I am gook, no speak no Engleesh
too much headache, tell me go back to my country,
motherfuck you eh?

I am indeed a gook, polished gold yellow
at Yale, driving my Ferrari horse-powered dick
deep into your spread-legged streets
while Miss America screams out an orgasmic "There goes the neighborhood!"

I am gook
that gook waiting in that nightmare jungle
that gook in front of you with 17 items in the 10 items or less lane at the supermarket
that gook born with a grenade in his head
that gook that got a better grade in your shop class
that gook uppity enuf to stand with his brothers and sisters and demand an apology
that gook who patted you on the back and said "That's okay--I hate gooks too."

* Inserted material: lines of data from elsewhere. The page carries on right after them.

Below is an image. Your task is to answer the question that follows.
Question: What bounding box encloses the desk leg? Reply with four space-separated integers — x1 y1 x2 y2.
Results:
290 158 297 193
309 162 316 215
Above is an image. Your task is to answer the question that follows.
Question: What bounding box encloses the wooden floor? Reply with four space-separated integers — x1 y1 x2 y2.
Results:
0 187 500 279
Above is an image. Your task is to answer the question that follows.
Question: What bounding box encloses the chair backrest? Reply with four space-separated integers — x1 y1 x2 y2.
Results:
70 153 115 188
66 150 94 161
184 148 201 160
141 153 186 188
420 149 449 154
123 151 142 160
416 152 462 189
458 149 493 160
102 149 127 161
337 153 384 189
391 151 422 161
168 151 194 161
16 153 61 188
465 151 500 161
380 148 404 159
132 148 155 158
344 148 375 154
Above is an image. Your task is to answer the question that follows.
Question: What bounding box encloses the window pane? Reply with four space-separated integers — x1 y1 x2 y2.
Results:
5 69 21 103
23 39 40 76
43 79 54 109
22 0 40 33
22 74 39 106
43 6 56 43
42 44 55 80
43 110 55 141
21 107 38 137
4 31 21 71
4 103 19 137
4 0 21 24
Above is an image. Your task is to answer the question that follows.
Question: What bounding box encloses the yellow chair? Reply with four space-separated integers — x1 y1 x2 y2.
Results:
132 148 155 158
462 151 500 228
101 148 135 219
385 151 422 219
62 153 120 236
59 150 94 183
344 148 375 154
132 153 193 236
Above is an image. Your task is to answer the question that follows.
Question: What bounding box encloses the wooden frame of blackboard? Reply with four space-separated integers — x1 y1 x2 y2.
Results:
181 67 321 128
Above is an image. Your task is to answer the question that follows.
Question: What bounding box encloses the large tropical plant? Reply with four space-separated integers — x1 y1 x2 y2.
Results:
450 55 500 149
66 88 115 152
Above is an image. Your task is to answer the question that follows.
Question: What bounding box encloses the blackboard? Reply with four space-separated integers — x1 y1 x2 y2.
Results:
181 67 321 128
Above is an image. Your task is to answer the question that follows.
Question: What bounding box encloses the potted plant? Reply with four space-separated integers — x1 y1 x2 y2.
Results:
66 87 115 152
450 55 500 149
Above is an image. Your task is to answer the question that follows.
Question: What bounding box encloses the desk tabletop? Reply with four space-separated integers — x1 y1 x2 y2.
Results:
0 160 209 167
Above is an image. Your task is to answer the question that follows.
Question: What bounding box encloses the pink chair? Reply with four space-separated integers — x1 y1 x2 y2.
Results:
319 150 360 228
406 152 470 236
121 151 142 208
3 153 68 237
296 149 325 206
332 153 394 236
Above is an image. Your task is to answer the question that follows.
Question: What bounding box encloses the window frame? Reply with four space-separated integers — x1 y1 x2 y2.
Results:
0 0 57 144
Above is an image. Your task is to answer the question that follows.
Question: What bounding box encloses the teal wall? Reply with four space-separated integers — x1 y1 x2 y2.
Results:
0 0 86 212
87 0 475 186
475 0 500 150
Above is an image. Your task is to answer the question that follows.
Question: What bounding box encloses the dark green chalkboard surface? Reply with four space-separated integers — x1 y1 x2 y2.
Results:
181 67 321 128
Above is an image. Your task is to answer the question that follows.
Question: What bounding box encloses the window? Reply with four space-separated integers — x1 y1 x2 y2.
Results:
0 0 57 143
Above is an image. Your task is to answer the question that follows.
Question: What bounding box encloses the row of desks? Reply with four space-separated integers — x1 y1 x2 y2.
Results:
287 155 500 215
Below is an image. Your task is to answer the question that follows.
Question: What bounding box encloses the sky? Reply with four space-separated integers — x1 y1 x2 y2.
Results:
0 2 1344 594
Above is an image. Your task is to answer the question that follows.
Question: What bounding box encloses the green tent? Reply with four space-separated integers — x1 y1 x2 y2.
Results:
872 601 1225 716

I am that gook who stole your bomb secrets,
that gook that held you hostage,

that gook whose culture your daughter robbed for her tattoos, trinkets and t-shirts
that gook whose language your son attempts to speak so he can crack some nookie
from the fortune cookie

I am the gook who blazed you
the gook who saved you

I am gook, chink, slope, slanteye, victor, charlie, chan, suzie wong, dickless rice picker, model minority, binder of feet, your favorite sushi waitress, piss colored devil, nip, jap, snow falling on cedars, miss saigon, memoir of a geisha, joy luck club, ally mcbeal,

I am gook,
I ate your motherfuckin cat

I am that gook who will hang himself on Nike shoelaces
so your sons and daughters can play pickup or NCdoubleA final four,
I am that 14 cents an hour gook whose ghosts paint those Gap commercials white,
I am that gook that took over your pool hall and your roller skating rink,
I am this gook, I am that gook, I am your gook, I am my gook
I am that gook, popping out of a motherfuckin bowl of rice
to ask:
senator
what's the difference
between an Asian
and a gook
to you?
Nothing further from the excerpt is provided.